Barb and Chuck Schulstad live near Erskine and are in their first year of high-tunnel production. Visitors were amazed at the items growing in the high tunnel when the tour group stopped at their farm June 26.
The Schulstads are not certified organic, but generally practice organic methods and are using cattle manure as fertilizer. In addition to harvesting vegetables from their traditional garden, they sell their produce on a roadside stand.
The Schulstads call themselves novices and firmly believe a lot of their high tunnel work is experimental. Still, on June 26, they had 7-foot high sweet corn, nine-leaf onions and potato plants that measured hip height.
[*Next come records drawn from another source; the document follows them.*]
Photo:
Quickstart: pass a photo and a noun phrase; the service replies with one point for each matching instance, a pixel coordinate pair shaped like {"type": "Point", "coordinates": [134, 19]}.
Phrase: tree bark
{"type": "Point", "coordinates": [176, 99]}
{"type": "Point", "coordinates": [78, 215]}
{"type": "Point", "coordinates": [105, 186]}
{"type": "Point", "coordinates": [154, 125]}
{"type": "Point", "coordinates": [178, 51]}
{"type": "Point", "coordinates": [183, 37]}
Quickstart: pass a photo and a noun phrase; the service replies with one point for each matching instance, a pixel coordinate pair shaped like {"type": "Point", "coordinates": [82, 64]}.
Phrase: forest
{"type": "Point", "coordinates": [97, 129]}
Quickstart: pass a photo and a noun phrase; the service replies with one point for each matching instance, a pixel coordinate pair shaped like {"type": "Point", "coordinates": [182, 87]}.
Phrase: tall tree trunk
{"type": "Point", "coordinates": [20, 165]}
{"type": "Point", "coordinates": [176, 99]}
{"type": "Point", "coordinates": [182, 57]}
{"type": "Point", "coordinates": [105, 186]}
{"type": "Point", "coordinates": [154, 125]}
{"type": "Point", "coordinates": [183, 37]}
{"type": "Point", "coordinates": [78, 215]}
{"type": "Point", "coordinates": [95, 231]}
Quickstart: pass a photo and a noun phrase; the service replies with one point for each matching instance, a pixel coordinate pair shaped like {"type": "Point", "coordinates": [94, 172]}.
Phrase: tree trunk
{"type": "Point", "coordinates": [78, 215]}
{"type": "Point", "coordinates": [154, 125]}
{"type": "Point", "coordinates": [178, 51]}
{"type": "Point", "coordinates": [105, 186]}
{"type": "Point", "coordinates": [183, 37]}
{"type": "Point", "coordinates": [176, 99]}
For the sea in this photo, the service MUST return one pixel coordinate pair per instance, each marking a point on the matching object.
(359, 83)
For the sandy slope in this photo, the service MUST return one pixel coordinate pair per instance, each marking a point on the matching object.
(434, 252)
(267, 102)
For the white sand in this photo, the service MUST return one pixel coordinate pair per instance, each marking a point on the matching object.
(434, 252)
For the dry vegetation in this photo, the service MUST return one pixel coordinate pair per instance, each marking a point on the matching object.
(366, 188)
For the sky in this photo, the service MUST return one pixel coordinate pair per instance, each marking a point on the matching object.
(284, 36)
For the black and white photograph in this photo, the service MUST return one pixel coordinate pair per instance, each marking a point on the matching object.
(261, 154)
Part of the Schulstads' curiosity is in growing plants that aren't common in northern Minnesota. One of them is the sweet potato. The Schulstads had 24 sweet potato plants thriving in their 30-foot by 50-foot high tunnel, as well as numerous eggplants.
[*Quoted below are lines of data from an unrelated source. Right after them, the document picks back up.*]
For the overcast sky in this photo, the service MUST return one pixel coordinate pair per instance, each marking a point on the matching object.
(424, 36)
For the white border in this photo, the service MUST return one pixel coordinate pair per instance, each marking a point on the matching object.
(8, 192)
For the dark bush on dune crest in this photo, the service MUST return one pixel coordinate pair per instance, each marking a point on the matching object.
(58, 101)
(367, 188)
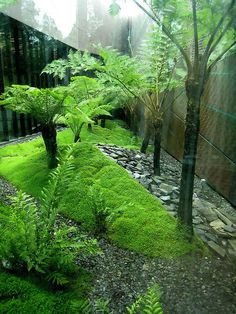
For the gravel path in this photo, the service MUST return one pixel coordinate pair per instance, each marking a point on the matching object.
(191, 285)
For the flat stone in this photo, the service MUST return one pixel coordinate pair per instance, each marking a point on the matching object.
(163, 191)
(136, 175)
(212, 237)
(232, 253)
(232, 244)
(206, 209)
(157, 179)
(166, 187)
(217, 224)
(219, 250)
(165, 198)
(197, 220)
(154, 188)
(172, 213)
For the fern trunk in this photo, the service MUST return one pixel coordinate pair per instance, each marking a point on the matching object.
(49, 135)
(157, 148)
(194, 92)
(146, 139)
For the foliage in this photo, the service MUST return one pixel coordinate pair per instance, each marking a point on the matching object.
(149, 303)
(30, 238)
(137, 220)
(84, 113)
(202, 44)
(5, 3)
(99, 209)
(46, 105)
(29, 295)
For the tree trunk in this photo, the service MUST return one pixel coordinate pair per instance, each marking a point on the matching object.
(157, 149)
(189, 156)
(77, 137)
(49, 135)
(145, 143)
(103, 123)
(90, 127)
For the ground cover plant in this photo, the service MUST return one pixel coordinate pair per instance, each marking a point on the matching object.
(185, 22)
(135, 219)
(102, 199)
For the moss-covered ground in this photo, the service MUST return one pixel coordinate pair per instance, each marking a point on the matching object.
(136, 220)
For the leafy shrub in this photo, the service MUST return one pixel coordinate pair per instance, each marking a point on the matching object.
(30, 238)
(149, 303)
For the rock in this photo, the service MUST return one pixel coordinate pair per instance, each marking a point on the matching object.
(217, 224)
(158, 180)
(219, 250)
(206, 209)
(136, 175)
(212, 237)
(164, 192)
(197, 220)
(145, 267)
(172, 213)
(155, 189)
(223, 217)
(139, 167)
(165, 198)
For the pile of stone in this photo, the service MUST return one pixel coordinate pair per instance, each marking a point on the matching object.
(214, 223)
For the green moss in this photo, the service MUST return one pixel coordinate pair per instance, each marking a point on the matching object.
(137, 219)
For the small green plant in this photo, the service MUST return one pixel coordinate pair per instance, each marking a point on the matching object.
(85, 113)
(45, 105)
(30, 239)
(149, 303)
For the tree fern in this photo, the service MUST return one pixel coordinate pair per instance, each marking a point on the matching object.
(30, 238)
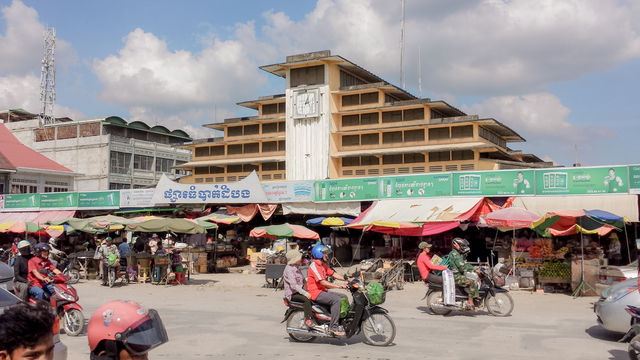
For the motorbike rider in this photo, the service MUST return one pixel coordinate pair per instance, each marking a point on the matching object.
(40, 283)
(425, 266)
(21, 270)
(317, 285)
(459, 265)
(105, 251)
(124, 330)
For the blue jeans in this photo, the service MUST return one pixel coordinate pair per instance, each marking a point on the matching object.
(39, 293)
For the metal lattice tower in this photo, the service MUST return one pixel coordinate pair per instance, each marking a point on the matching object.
(48, 78)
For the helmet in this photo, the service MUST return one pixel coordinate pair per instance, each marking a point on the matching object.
(460, 244)
(319, 251)
(23, 243)
(42, 247)
(139, 330)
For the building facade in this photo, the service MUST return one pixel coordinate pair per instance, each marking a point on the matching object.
(107, 153)
(338, 120)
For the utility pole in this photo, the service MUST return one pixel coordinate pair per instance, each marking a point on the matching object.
(48, 78)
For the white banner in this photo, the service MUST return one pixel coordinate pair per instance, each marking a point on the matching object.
(246, 191)
(289, 191)
(137, 198)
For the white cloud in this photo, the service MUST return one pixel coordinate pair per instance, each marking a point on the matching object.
(22, 43)
(539, 118)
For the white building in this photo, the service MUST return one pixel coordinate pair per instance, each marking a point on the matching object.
(108, 153)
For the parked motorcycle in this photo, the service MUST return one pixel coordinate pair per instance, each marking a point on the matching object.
(496, 299)
(633, 335)
(68, 265)
(364, 315)
(65, 303)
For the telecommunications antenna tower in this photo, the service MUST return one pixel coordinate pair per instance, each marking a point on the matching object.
(48, 78)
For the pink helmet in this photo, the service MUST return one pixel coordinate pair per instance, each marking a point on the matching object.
(127, 322)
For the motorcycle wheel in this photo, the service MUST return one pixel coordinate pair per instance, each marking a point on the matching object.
(296, 320)
(633, 353)
(499, 305)
(112, 277)
(73, 275)
(378, 329)
(436, 298)
(73, 321)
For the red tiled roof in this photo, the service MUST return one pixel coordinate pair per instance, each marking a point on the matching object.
(19, 155)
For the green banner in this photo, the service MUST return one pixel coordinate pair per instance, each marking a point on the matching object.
(99, 199)
(59, 200)
(488, 183)
(21, 201)
(634, 179)
(576, 181)
(346, 190)
(411, 186)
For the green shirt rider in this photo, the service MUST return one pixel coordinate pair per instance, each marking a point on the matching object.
(460, 266)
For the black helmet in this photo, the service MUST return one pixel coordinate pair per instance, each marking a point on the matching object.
(460, 244)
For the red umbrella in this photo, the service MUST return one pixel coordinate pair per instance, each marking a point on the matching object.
(511, 218)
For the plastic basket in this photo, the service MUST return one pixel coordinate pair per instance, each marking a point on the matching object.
(375, 293)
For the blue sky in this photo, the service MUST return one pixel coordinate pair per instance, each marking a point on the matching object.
(562, 73)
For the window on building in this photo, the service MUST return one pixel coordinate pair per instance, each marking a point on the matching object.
(234, 149)
(251, 129)
(462, 131)
(392, 137)
(251, 148)
(439, 133)
(142, 162)
(217, 150)
(234, 131)
(414, 135)
(120, 162)
(370, 139)
(311, 75)
(202, 151)
(413, 158)
(350, 140)
(439, 156)
(351, 161)
(269, 128)
(164, 165)
(392, 159)
(462, 155)
(391, 116)
(369, 118)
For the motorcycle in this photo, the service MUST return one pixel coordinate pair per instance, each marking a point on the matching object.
(496, 299)
(64, 301)
(364, 315)
(633, 335)
(68, 266)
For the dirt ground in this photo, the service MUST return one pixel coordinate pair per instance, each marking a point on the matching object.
(233, 316)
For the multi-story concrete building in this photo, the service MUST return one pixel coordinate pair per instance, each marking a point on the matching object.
(108, 153)
(338, 120)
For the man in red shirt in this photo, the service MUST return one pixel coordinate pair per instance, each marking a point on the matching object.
(317, 286)
(425, 266)
(38, 267)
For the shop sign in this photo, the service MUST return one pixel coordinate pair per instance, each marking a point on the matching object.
(99, 199)
(634, 179)
(412, 186)
(577, 181)
(59, 200)
(289, 191)
(488, 183)
(346, 189)
(247, 190)
(136, 198)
Chuck Schulstad said if there was anything he would do differently, he would have placed the sweet potatoes and eggplants closer to the center of the high tunnel for better protection during early spring freeze/thaw cycles.
Nennich's research bears him out on that instinct. He said it's much better to plant "cold crops" like lettuce, onions and spinach on the perimeter. At his own farm near Bagley, he purposely planted some sensitive crops on the outside edges of the tunnels and they are definitely showing signs of stress.
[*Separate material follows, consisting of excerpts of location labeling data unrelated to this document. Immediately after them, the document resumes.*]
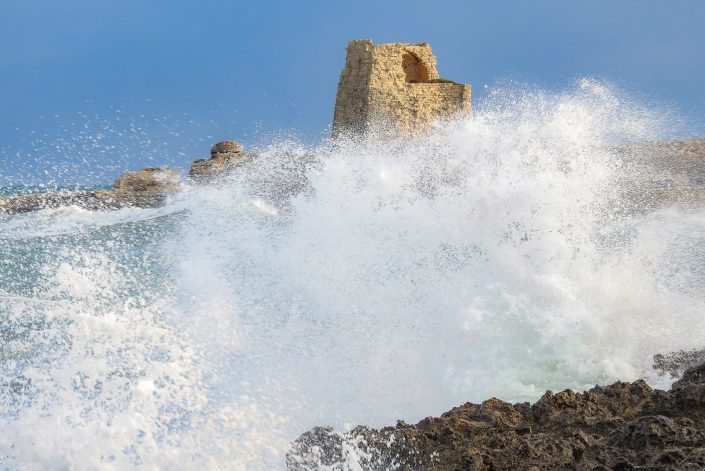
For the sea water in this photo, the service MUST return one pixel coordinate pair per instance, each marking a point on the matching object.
(346, 283)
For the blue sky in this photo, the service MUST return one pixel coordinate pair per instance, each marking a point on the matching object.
(89, 88)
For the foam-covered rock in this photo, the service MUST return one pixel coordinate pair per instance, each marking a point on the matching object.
(622, 426)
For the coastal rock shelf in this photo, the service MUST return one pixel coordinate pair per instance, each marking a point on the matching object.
(146, 188)
(656, 174)
(618, 427)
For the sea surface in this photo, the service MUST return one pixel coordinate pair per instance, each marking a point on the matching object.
(342, 284)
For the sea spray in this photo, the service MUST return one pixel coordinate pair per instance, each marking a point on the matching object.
(355, 282)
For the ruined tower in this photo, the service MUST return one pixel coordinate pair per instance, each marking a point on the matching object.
(395, 87)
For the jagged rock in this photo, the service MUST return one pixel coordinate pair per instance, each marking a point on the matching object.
(225, 156)
(157, 180)
(226, 147)
(144, 188)
(623, 426)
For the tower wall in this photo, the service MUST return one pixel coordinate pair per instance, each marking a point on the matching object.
(394, 87)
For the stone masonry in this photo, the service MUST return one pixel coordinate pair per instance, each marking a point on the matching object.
(394, 87)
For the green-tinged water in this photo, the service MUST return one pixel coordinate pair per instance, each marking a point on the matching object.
(356, 284)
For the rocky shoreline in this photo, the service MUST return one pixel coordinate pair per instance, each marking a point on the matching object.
(623, 426)
(671, 172)
(145, 188)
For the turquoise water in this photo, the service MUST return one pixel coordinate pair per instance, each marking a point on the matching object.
(346, 284)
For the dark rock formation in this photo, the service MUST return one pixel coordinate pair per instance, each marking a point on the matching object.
(618, 427)
(225, 156)
(145, 188)
(661, 173)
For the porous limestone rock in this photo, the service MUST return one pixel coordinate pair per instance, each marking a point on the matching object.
(624, 426)
(225, 156)
(144, 188)
(394, 88)
(159, 180)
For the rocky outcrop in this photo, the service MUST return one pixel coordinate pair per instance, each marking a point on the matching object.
(624, 426)
(225, 156)
(145, 188)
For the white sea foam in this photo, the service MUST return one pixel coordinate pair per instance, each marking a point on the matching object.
(351, 283)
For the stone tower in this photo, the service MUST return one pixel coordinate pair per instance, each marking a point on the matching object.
(396, 87)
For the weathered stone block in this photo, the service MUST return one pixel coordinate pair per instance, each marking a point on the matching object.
(394, 88)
Most of Nennich's high tunnel production is sensitive anyway, such as tomatoes, cucumbers and melons. He has onions and garlic in his four high tunnels, but only as space fillers.
Most of his tomatoes are Cobra and Ultra Sweet, varieties that are bred to set fruit at higher temperatures, since a high tunnel can warm quickly in the spring sunshine. Nennich said the two varieties produce the best and turn him a tidy profit.
"In the first year, we paid for the high tunnels just by selling tomatoes," Nennich said. "My advice for commercial growers is to go big. I went with a 48-foot and I really wish I'd have gotten a bigger one."
He actually started with two 14-foot by 98-foot tunnels in 1999 and sells the tomatoes grown in them, along with an entire range of produce at the nearby Bemidji Farmers' Market.
His third tunnel is a 21-foot by 48-foot built in 2002 and designed to withstand heavy snow. Nennich's fourth tunnel is a 26-foot by 72-foot structure.
After doing it nine years, he is certain producers in North Dakota will succeed with a little coaching. He is willing to help as much as he can. In fact, he's already assisted the N.D. Farmers' Market and Growers Association, speaking at the annual conference in Carrington in February.
Part of Nennich's message during the two-day June tour was that people who don't have a lot of property can prosper in agriculture. He said he saw it in Europe and now he's seeing it in Minnesota. His farm is 13 acres and the organic farm near Crookston is about seven acres. The Schulstads have fewer than two acres in production.
Nennich assumes a number of people in North Dakota are in the same situation and have a similar drive to succeed with locally grown products.
"You can see you can be very successful with a small amount of land," Nennich said. "You don't have to be a North Dakota wheat farmer to make money."